諸事情で投稿が遅くなってしまい、すいません。

GWとは何そや?……な日々を過ごしてました。

その煩悩が疼いたのか、今回の話は少しだけ長めです。



……剣を振るい、血で汚れた



何があろうとも、この赤い戦場を進み続けた



人々のためだ


正義のためだ



そう自分に言い聞かせては、後悔することを許さなかった



正義の名の下に、俺は立ち続けなければならなかった



だけどもし……その正義が揺らいでしまったなら……




そのとき俺は、どうなってしまうのだろう






□□□


三日前。


「射手、いや聖女はいるかッ!!?」


早朝一番から、俺は協会の扉をたたく。

やがて中からドタバタと音が聞こえたかと思うと、髪をボサボサにした射手が顔を出した。

どうやら先ほど目を覚ましたばかりらしい。


「ちょっと、何時だと思ってるの!? まだ日も出てないじゃない!」


「うん? でも今日はずっと暇なの、と言っていなかったか?」


「それでも節度というものがあるでしょ。全くもう……」


彼女は呆れた顔で俺を見た後、溜め息をつく。

そして一旦は扉を閉めつつ、俺に指示を送った。


「来たからにはしょうがないけど……私の準備が済むまで、大人しく待ってなさいよ、勇者!!」



俺が返事をしようとすると、「近所迷惑な大声禁止!」と扉越しに言われてしまった。

なるほど、次からは射手に時間を尋ねてから会いに来ようと、俺は反省することにした。



□□□


今日の俺、つまり勇者は休暇をとっている。

魔王討伐のおかげで、連日パレードに呼び出されていたのだが、ようやく自分の時間を貰うことができたのだ。

射手のほうも協会の仕事で慌ただしかったらしい。

それでも二人が同じ日に休暇を取れたのは、まさに奇跡的なのだ。


射手 。

俺はそう呼び慣れているが、世間一般の認識は違う。

教会で神の力を授かった「聖女」だ。


数年前、まだ勇者パーティーが組まれていなかったころ。

彼女は弓を使ったこともなく、教会ではたらく修道女だった。

愛の女神を祀ったそこでは、宗教的な派閥もなく、平和な日々を送っていたそうだ。


だが、なんの悪戯だろうか。

ある日、いつものように祈祷を捧げていたとき、彼女は頭の中に女神の声が聞こえたらしい。


『貴方の愛を支えましょう』


彼女はビックリして思わず目を瞑り、そして再び開けたとき……神々しく輝きを放つ弓と矢筒が側におかれていたのだとか。

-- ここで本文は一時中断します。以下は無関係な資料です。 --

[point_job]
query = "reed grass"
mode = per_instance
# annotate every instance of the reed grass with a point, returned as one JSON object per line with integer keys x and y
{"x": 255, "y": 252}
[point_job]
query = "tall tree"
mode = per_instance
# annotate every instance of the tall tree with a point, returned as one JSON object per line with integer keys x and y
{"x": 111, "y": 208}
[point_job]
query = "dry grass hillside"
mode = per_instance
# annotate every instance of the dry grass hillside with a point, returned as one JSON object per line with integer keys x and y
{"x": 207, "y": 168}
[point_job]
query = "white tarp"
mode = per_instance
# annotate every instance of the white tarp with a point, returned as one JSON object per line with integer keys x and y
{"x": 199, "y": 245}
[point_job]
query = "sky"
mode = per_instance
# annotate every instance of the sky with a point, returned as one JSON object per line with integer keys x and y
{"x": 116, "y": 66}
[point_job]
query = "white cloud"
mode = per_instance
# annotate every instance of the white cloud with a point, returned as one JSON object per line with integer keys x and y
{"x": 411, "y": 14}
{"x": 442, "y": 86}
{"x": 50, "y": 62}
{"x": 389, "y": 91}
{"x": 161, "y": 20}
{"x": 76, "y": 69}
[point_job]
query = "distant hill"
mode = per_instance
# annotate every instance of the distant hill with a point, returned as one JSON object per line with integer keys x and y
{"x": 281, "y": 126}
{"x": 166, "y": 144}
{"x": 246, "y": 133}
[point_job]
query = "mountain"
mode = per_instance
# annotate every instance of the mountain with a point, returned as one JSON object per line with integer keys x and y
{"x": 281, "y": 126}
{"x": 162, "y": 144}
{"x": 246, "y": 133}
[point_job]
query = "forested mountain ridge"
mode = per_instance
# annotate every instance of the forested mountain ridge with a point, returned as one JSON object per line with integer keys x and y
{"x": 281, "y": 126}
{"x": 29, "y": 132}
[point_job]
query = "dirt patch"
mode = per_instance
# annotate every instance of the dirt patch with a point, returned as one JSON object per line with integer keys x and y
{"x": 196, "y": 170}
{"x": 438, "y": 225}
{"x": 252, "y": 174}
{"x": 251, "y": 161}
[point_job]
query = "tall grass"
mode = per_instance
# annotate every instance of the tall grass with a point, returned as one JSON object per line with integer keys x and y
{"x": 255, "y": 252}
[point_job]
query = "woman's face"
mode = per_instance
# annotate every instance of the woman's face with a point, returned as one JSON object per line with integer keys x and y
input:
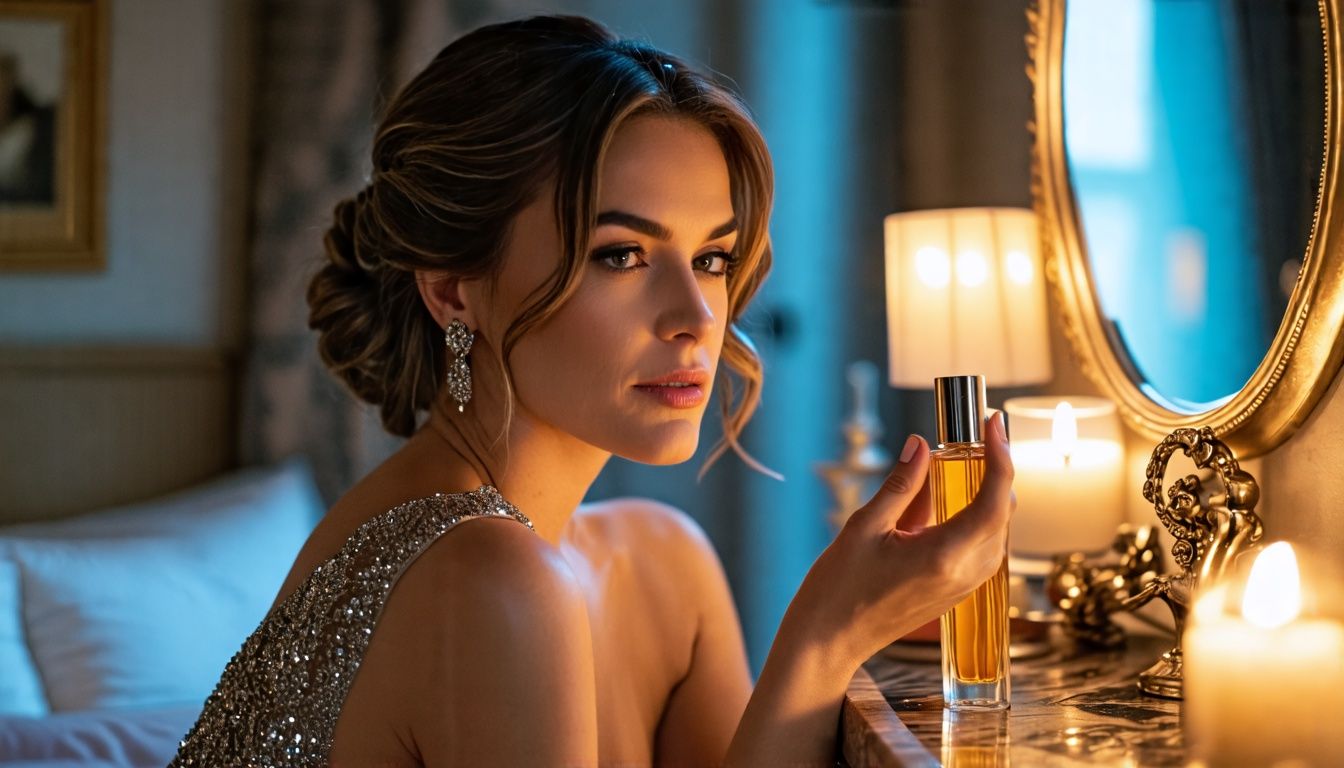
{"x": 628, "y": 362}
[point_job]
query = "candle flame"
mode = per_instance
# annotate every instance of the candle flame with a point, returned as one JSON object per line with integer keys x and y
{"x": 1273, "y": 589}
{"x": 1063, "y": 431}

そして今まで一度も射たことのない矢を、一流の狩人と同じように、風を切る速さで撃ち出すことができるようになっていた。

『女神の加護』というものである。


神に選ばれた彼女は実践を積み、より強大な力を発揮できるようになっていく。

そして俺や戦士と出会い、「射手」として勇者パーティーの一員になったというわけだ。

それ以上詳しく、特になぜ女神から加護を貰えたのか聴くと


「それは多分、毎日祈るときに貴方のことを……ハッ!?」


と急に顔を赤らめて、黙ってしまうので聞き出せなかった。

残念だが、俺が女神から祝福を受ける日はこなさそうだ。



「……ねえ、ボーッとしてるけど大丈夫?」


俺が回想にふけっていると、射手が俺の肩を揺さぶった。

そして周囲から訝しげな目線が飛んできていることに気づく。

思考のあまり、俺が道端で立ち止まったせいで、通行の邪魔になってしまったようだ。

慌てて道の端により、フーッと息を吐く。

やはり連日の疲れが溜まっているらしい。

ここ最近は、魔王討伐の英雄として謁見やらパーティーやらと忙しかったからな。


「すまないな、だがもう大丈夫!! 少し疲れてただけだ」


「アナタはもうちょっと自己管理を徹底しなさい! いくら勇者のスタミナでも、毎日引っ張りだこじゃばてちゃうわよ。目にクマもできてるし、やっぱり家で休んでた方が良かったんじゃないの?」


今日の射手の格好は、戦闘服でも修道女でもなく、フリルが揺れるピンクのスカートに白いカーディガン。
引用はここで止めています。